Steven Ernest Sailer (born December 20, 1958) is an American journalist, movie critic, and columnist. He is a former correspondent for UPI and a columnist for Taki's Magazine and VDARE, a website associated with white supremacy, white nationalism, and the alt-right. He has a history of making racist statements and has been described as a white supremacist by the Southern Poverty Law Center and the Columbia Journalism Review and writes about race relations, gender issues, politics, immigration, IQ, genetics, movies, and sports. As of 2014, Sailer ceased publishing his personal blog on his own website and shifted it to the Unz Review, an online publication by Ron Unz that described itself as an "alternative media selection".

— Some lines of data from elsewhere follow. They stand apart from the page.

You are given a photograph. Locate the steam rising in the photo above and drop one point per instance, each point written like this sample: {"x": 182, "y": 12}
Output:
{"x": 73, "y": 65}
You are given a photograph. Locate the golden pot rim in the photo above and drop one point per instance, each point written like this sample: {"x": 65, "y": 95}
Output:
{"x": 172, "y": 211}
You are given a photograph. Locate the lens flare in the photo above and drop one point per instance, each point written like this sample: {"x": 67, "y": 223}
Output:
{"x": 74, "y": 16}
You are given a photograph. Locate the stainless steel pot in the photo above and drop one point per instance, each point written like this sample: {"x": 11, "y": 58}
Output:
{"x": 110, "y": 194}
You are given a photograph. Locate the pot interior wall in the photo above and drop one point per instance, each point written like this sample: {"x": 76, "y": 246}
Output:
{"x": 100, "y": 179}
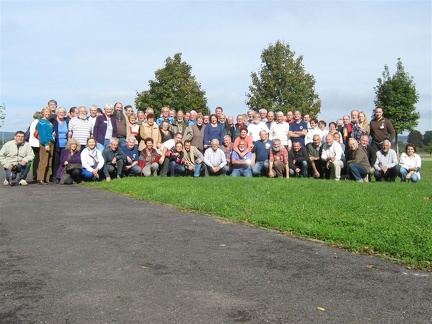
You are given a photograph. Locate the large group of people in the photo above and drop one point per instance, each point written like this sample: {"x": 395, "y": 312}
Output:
{"x": 71, "y": 146}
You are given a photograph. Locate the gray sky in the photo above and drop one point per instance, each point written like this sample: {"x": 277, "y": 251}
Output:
{"x": 98, "y": 52}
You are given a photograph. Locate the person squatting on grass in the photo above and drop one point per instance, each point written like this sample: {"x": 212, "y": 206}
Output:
{"x": 187, "y": 143}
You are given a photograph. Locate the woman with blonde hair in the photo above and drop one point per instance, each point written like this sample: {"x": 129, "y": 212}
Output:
{"x": 361, "y": 127}
{"x": 60, "y": 124}
{"x": 34, "y": 142}
{"x": 46, "y": 146}
{"x": 70, "y": 163}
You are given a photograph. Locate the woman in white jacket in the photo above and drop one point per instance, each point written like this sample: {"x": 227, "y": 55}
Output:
{"x": 410, "y": 164}
{"x": 92, "y": 161}
{"x": 34, "y": 142}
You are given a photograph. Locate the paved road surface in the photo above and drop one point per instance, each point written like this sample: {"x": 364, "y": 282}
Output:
{"x": 71, "y": 254}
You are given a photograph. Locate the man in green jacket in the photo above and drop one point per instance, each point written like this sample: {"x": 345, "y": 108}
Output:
{"x": 15, "y": 157}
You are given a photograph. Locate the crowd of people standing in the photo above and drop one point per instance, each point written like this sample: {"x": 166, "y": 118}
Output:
{"x": 69, "y": 146}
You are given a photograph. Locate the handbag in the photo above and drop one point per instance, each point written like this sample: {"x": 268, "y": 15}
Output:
{"x": 73, "y": 166}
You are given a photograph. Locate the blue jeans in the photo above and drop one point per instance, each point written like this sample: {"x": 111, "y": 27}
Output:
{"x": 357, "y": 171}
{"x": 176, "y": 169}
{"x": 403, "y": 173}
{"x": 197, "y": 169}
{"x": 247, "y": 173}
{"x": 23, "y": 171}
{"x": 303, "y": 170}
{"x": 259, "y": 166}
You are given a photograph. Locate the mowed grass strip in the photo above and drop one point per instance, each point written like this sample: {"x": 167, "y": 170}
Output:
{"x": 393, "y": 220}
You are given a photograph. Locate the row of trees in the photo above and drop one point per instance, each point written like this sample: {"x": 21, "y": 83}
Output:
{"x": 281, "y": 83}
{"x": 2, "y": 114}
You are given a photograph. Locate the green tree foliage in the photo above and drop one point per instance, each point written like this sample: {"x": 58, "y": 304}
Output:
{"x": 397, "y": 95}
{"x": 175, "y": 87}
{"x": 416, "y": 138}
{"x": 282, "y": 83}
{"x": 427, "y": 138}
{"x": 2, "y": 114}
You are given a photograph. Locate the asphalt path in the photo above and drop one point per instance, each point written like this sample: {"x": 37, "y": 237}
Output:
{"x": 72, "y": 254}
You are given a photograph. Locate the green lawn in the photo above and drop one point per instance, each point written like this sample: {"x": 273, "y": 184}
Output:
{"x": 389, "y": 219}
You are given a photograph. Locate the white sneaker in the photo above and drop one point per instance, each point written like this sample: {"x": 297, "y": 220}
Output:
{"x": 23, "y": 182}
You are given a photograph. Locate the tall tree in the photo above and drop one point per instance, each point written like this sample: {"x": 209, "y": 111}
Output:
{"x": 282, "y": 83}
{"x": 174, "y": 86}
{"x": 2, "y": 114}
{"x": 397, "y": 95}
{"x": 416, "y": 138}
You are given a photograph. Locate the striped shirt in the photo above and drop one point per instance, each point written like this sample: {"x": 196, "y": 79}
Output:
{"x": 81, "y": 129}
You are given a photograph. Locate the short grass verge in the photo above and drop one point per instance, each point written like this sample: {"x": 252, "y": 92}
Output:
{"x": 393, "y": 220}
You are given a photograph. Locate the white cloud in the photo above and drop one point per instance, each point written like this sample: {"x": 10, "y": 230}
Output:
{"x": 99, "y": 52}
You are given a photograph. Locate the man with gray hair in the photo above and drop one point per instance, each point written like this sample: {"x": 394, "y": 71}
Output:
{"x": 114, "y": 160}
{"x": 80, "y": 128}
{"x": 215, "y": 160}
{"x": 263, "y": 115}
{"x": 280, "y": 130}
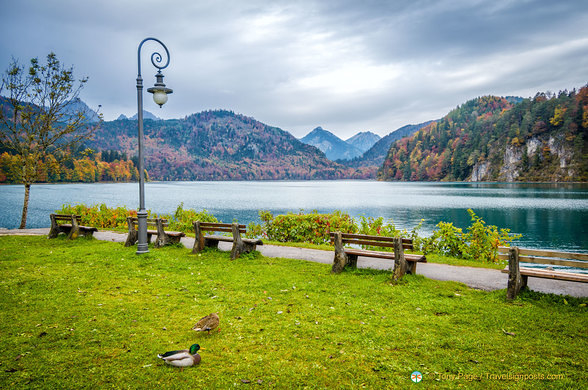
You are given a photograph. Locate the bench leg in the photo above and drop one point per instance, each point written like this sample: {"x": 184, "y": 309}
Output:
{"x": 340, "y": 260}
{"x": 132, "y": 238}
{"x": 400, "y": 263}
{"x": 524, "y": 280}
{"x": 352, "y": 261}
{"x": 515, "y": 280}
{"x": 411, "y": 267}
{"x": 162, "y": 240}
{"x": 210, "y": 243}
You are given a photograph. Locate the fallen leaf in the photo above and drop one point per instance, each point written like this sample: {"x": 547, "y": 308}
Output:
{"x": 508, "y": 333}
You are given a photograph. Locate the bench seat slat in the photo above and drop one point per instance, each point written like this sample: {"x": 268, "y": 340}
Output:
{"x": 205, "y": 225}
{"x": 218, "y": 238}
{"x": 384, "y": 255}
{"x": 548, "y": 274}
{"x": 368, "y": 237}
{"x": 503, "y": 251}
{"x": 385, "y": 244}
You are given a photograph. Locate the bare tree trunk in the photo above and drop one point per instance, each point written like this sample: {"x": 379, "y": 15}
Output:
{"x": 25, "y": 207}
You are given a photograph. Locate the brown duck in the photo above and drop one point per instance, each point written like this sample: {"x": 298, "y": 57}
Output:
{"x": 207, "y": 323}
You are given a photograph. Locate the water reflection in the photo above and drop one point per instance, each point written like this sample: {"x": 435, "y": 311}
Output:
{"x": 548, "y": 215}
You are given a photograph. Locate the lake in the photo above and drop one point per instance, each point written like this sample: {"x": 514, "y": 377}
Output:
{"x": 550, "y": 216}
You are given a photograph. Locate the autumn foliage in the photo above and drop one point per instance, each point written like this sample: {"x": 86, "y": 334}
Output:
{"x": 539, "y": 139}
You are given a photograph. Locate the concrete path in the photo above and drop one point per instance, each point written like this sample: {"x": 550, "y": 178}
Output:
{"x": 478, "y": 278}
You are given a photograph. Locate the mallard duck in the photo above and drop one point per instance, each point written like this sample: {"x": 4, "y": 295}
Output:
{"x": 207, "y": 323}
{"x": 182, "y": 358}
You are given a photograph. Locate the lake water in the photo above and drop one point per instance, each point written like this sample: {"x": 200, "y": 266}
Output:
{"x": 550, "y": 216}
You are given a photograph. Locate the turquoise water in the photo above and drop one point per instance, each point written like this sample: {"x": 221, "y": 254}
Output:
{"x": 550, "y": 216}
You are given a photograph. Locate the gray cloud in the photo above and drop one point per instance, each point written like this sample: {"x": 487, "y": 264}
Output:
{"x": 348, "y": 66}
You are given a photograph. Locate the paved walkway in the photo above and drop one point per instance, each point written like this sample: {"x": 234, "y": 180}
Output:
{"x": 479, "y": 278}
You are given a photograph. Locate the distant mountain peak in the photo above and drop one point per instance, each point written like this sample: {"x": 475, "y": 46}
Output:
{"x": 363, "y": 140}
{"x": 331, "y": 145}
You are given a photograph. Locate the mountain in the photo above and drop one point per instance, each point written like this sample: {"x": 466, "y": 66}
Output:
{"x": 363, "y": 140}
{"x": 331, "y": 145}
{"x": 220, "y": 145}
{"x": 493, "y": 139}
{"x": 376, "y": 155}
{"x": 77, "y": 105}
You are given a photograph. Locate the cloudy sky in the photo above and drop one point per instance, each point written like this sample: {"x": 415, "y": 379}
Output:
{"x": 347, "y": 66}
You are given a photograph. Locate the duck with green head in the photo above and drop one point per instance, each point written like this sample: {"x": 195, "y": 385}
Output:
{"x": 182, "y": 358}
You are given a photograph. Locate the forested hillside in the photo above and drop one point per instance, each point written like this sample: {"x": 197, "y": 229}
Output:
{"x": 220, "y": 145}
{"x": 492, "y": 139}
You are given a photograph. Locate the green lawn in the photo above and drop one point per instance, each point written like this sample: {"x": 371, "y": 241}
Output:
{"x": 92, "y": 314}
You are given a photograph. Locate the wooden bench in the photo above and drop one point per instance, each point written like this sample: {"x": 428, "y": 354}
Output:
{"x": 163, "y": 237}
{"x": 403, "y": 263}
{"x": 240, "y": 245}
{"x": 69, "y": 225}
{"x": 518, "y": 276}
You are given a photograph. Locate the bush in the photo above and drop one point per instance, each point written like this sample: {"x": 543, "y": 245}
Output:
{"x": 182, "y": 218}
{"x": 313, "y": 228}
{"x": 102, "y": 216}
{"x": 480, "y": 242}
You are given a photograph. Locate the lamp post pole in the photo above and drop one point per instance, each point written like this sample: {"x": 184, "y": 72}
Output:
{"x": 160, "y": 93}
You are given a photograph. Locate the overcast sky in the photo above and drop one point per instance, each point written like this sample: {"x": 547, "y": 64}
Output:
{"x": 347, "y": 66}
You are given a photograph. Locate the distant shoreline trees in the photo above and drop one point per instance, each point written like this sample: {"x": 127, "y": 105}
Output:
{"x": 39, "y": 122}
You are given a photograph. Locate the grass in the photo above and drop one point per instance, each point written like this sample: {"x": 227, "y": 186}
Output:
{"x": 92, "y": 314}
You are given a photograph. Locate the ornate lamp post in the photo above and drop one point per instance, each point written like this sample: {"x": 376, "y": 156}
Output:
{"x": 160, "y": 93}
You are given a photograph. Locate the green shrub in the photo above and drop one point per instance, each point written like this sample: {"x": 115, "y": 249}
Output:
{"x": 480, "y": 241}
{"x": 182, "y": 219}
{"x": 104, "y": 217}
{"x": 100, "y": 216}
{"x": 312, "y": 228}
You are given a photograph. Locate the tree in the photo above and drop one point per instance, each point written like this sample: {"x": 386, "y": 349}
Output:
{"x": 38, "y": 118}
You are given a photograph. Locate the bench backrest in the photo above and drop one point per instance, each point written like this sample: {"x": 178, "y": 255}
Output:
{"x": 220, "y": 227}
{"x": 363, "y": 239}
{"x": 538, "y": 256}
{"x": 63, "y": 218}
{"x": 150, "y": 221}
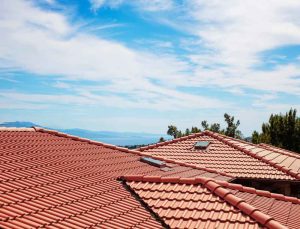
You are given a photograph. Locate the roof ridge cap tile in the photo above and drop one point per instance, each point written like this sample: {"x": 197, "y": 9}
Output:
{"x": 174, "y": 140}
{"x": 61, "y": 134}
{"x": 258, "y": 192}
{"x": 250, "y": 153}
{"x": 276, "y": 150}
{"x": 21, "y": 129}
{"x": 220, "y": 191}
{"x": 122, "y": 149}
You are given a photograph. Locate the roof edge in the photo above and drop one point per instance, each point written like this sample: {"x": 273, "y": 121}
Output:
{"x": 276, "y": 149}
{"x": 202, "y": 180}
{"x": 126, "y": 150}
{"x": 21, "y": 129}
{"x": 151, "y": 146}
{"x": 218, "y": 190}
{"x": 224, "y": 139}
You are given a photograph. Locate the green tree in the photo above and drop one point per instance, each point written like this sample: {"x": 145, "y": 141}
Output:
{"x": 282, "y": 130}
{"x": 195, "y": 130}
{"x": 231, "y": 125}
{"x": 215, "y": 127}
{"x": 161, "y": 139}
{"x": 255, "y": 137}
{"x": 172, "y": 131}
{"x": 205, "y": 125}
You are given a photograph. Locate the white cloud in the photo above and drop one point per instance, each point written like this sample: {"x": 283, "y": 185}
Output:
{"x": 145, "y": 5}
{"x": 44, "y": 43}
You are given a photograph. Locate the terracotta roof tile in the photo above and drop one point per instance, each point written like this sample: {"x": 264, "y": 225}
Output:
{"x": 188, "y": 202}
{"x": 55, "y": 180}
{"x": 233, "y": 157}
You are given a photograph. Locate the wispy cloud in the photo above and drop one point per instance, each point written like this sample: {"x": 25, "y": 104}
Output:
{"x": 220, "y": 48}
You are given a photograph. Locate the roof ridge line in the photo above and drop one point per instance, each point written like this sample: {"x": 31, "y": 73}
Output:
{"x": 218, "y": 190}
{"x": 169, "y": 141}
{"x": 259, "y": 192}
{"x": 225, "y": 184}
{"x": 224, "y": 139}
{"x": 23, "y": 129}
{"x": 126, "y": 150}
{"x": 276, "y": 150}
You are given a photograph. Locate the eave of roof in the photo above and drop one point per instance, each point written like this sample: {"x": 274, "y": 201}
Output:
{"x": 221, "y": 189}
{"x": 232, "y": 142}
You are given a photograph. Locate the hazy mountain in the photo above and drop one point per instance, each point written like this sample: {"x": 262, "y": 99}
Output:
{"x": 111, "y": 137}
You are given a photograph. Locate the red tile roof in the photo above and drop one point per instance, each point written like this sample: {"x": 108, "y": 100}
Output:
{"x": 55, "y": 180}
{"x": 237, "y": 158}
{"x": 191, "y": 202}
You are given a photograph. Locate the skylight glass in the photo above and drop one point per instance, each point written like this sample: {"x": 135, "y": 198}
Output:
{"x": 202, "y": 145}
{"x": 153, "y": 162}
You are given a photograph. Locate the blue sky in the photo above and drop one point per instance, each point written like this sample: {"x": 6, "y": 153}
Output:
{"x": 142, "y": 65}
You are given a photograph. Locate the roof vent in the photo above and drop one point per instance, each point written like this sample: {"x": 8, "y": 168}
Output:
{"x": 153, "y": 162}
{"x": 202, "y": 145}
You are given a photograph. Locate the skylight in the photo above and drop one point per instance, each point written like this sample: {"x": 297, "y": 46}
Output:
{"x": 202, "y": 145}
{"x": 153, "y": 162}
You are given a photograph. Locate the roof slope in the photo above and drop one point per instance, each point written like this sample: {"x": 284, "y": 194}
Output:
{"x": 224, "y": 154}
{"x": 189, "y": 203}
{"x": 54, "y": 180}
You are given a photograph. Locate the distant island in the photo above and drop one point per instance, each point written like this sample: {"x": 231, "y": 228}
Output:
{"x": 129, "y": 139}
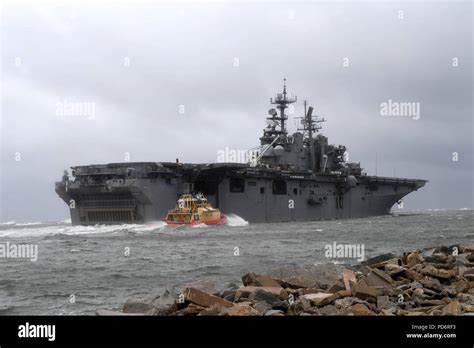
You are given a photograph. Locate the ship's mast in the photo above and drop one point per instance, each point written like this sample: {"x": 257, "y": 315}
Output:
{"x": 310, "y": 126}
{"x": 277, "y": 120}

|Alma mater||Rice University|
|Occupation||Journalist, columnist, blogger|
|Home town||Studio City, Los Angeles|
Sailer is known for promoting racist and anti-immigrant theories and has been credited with coining the pseudoscientific term "human biodiversity" in the 1990s, with the term later being used among the alt-right as a euphemism for scientific racism. In his writing for VDARE, Sailer has described black people as inherently lacking judgment.
Sailer was an adopted child; he grew up in Studio City, Los Angeles. He majored in economics, history, and management at Rice University (BA, 1980). He earned an MBA from UCLA in 1982 with two concentrations: finance and marketing. In 1982 he moved from Los Angeles to Chicago, and from then until 1985 he managed BehaviorScan test markets for Information Resources, Inc. In 1996, he was diagnosed with non-Hodgkin lymphoma, and in February 1997, he was treated with Rituxan. He has been in remission since those treatments. He became a full-time journalist in 2000 and left Chicago for California.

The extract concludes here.